= J. Francis Smith Academy for Art =

The J. Francis Smith Academy for Art was a private art school operated by John Francis Smith in Chicago, Illinois, during the late 19th and early 20th centuries, located on Wabash Avenue. The school was one of several independent art academies operating alongside the School of the Art Institute of Chicago during this period, and trained a number of artists who later achieved national recognition.

== History ==
John Francis Smith operated the academy, known variously as the Art Academy, the John Francis Smith Academy, and the J. Francis Smith Academy for Art, from at least 1898. Prior to establishing the academy in Chicago, Smith had worked as manager of the Reed and Gross Battle of Gettysburg panorama in San Francisco, documented in the San Francisco Call in June 1890.
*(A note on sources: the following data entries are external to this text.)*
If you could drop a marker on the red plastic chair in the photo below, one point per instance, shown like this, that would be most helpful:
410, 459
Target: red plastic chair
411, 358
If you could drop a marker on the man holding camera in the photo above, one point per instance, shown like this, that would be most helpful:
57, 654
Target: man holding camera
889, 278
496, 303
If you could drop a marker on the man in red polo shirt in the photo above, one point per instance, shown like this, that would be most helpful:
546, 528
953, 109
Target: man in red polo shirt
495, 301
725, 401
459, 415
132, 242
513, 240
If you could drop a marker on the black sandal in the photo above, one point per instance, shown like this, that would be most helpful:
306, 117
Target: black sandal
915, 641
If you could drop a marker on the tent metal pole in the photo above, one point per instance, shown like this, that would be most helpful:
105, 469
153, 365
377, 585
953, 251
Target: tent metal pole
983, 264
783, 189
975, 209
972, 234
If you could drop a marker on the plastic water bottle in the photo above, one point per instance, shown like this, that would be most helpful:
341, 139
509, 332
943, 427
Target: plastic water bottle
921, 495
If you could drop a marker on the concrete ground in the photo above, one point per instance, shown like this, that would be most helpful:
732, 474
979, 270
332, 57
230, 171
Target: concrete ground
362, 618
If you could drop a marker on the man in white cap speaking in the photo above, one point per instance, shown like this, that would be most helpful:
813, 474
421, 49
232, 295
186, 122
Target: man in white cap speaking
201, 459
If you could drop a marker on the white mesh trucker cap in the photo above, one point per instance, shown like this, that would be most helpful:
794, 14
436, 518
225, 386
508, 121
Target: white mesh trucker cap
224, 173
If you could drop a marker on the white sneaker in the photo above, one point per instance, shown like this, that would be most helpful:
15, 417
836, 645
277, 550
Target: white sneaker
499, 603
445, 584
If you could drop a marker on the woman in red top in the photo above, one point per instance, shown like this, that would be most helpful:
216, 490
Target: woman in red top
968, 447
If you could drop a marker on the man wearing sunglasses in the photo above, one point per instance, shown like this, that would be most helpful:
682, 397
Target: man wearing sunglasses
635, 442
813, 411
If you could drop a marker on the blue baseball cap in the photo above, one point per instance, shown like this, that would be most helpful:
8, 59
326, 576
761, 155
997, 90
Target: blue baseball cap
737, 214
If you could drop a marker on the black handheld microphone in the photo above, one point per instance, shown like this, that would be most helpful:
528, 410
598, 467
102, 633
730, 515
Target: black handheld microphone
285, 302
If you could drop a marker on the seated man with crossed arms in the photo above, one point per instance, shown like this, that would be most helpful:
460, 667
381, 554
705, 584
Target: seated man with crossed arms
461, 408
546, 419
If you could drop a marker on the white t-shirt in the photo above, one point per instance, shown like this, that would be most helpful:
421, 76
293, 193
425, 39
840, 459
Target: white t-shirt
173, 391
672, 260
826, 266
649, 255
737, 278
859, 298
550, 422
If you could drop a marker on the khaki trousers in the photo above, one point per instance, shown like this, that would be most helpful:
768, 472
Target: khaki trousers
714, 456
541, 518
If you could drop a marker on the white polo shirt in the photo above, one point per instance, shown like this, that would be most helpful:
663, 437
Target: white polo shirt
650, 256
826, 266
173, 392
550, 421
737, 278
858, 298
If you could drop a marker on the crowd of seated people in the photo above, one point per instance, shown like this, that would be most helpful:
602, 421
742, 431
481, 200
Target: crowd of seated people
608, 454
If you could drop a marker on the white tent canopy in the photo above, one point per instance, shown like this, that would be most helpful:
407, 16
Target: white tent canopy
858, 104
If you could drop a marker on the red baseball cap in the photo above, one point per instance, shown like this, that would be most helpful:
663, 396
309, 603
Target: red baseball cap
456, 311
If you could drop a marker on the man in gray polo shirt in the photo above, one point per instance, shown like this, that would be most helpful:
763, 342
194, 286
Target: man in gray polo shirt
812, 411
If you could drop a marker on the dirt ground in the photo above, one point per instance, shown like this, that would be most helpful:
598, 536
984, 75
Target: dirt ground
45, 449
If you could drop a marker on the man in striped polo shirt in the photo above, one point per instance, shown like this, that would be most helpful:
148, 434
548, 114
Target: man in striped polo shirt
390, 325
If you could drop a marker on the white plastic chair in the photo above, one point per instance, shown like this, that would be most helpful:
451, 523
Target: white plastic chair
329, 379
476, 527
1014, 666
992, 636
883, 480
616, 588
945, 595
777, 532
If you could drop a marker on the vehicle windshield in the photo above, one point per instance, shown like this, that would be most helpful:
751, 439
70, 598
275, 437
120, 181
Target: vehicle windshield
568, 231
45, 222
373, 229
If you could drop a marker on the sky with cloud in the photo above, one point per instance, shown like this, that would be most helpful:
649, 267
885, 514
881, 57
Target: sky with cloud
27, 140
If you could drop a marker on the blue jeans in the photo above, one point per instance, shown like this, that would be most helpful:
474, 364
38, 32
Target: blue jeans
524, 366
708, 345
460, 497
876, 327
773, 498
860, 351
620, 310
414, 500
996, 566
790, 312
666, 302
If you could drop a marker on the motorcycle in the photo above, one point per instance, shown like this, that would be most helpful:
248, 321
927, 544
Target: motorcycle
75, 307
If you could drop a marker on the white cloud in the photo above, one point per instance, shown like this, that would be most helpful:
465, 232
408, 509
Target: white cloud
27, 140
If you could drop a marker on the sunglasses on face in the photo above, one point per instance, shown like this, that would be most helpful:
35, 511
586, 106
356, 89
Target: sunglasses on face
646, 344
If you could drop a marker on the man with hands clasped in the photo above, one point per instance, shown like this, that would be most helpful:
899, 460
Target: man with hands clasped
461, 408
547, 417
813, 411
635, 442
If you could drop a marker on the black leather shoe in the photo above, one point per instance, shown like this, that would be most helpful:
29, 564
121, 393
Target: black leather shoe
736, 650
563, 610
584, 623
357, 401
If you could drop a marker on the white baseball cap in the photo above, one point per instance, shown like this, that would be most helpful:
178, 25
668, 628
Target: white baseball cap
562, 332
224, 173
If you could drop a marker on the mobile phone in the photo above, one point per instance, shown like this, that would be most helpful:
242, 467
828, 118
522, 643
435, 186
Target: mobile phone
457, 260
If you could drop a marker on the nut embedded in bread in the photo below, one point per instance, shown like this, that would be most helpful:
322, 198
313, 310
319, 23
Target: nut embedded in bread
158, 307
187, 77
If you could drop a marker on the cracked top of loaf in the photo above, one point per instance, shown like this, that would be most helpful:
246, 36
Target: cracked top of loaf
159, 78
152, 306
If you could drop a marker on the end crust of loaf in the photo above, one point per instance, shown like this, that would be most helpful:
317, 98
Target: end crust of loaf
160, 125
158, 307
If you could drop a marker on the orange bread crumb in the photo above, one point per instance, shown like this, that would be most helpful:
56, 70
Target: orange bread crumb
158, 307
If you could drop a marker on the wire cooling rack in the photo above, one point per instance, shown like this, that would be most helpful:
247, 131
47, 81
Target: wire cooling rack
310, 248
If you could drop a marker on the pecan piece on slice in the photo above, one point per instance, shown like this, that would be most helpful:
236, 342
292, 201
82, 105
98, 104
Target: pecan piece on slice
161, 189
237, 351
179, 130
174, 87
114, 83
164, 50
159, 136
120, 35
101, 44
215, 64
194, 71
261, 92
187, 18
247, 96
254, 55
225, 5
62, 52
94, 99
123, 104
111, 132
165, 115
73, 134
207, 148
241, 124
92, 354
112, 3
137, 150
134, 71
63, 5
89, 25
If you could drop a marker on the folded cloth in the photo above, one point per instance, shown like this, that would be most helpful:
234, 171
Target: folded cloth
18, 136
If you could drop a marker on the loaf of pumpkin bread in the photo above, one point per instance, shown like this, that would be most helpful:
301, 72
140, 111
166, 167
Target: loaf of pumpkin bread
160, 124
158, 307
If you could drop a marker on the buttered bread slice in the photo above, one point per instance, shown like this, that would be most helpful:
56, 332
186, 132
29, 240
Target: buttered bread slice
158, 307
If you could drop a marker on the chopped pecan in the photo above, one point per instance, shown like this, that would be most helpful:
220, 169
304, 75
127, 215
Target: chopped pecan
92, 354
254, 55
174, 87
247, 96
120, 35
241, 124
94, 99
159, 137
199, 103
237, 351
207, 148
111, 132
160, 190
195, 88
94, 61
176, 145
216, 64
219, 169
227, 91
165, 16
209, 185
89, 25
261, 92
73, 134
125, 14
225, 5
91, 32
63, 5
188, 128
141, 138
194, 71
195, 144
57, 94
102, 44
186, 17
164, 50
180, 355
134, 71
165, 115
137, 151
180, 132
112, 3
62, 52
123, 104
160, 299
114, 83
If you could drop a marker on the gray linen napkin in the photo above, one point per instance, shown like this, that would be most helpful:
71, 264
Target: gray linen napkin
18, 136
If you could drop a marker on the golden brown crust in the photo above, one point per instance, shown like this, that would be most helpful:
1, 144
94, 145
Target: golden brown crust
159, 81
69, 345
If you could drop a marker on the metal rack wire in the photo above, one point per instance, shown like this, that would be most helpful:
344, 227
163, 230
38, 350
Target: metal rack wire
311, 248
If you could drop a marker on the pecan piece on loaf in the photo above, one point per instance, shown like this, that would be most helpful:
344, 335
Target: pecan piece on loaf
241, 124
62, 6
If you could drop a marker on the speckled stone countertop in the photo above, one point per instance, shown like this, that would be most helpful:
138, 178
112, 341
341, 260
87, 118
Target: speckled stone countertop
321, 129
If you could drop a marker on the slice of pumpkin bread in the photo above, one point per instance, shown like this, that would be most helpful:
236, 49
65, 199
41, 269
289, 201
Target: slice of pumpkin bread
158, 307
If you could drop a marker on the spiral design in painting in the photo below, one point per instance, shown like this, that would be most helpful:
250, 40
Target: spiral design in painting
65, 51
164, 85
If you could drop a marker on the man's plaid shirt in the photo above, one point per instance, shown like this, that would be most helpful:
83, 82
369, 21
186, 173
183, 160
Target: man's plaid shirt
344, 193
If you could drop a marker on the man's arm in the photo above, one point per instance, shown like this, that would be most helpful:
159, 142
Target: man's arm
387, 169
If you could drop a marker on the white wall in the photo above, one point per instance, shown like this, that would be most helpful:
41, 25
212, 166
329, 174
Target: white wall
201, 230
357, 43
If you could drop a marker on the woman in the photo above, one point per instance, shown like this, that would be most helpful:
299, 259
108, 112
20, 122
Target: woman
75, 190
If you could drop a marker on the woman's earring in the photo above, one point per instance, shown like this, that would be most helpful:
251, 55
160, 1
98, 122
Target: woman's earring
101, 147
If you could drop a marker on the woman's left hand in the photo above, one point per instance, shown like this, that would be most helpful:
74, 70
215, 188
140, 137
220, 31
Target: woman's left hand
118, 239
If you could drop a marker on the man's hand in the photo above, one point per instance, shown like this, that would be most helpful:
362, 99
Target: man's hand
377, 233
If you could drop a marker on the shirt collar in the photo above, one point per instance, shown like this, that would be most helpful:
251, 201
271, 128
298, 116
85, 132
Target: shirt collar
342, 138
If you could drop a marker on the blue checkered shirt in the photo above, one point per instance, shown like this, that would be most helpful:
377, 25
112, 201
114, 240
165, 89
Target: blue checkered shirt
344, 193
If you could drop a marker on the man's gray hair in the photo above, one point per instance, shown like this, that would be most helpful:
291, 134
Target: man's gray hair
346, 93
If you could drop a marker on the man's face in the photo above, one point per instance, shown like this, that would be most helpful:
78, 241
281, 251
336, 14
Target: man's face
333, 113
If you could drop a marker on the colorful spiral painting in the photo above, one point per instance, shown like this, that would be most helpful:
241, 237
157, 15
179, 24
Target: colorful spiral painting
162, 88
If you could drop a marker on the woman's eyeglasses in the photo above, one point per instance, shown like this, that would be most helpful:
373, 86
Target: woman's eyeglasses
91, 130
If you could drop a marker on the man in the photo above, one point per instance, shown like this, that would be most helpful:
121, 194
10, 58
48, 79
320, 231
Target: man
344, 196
Among the students trained at the academy were Walter Ufer, Hovsep Pushman, Chauncey Ryder, and Ossip Linde, as well as landscape painter Carl R. Krafft and portrait painter Antonin Sterba, who later joined the faculty. Frederick F. Fursman attended the academy in 1900–1901 before continuing his studies at the School of the Art Institute of Chicago. Rudolph F. Ingerle, who later co-founded the Society of Ozark Painters, also studied at the academy during the early 1900s.

Following Smith's sale of the academy, its students and faculty were absorbed into the School of the Art Institute of Chicago under an arrangement facilitated by the Art Institute's director, William M. R. French. Sterba joined the Art Institute faculty in 1910 following the transition, and several of the academy's former students went on to prominent careers in American art.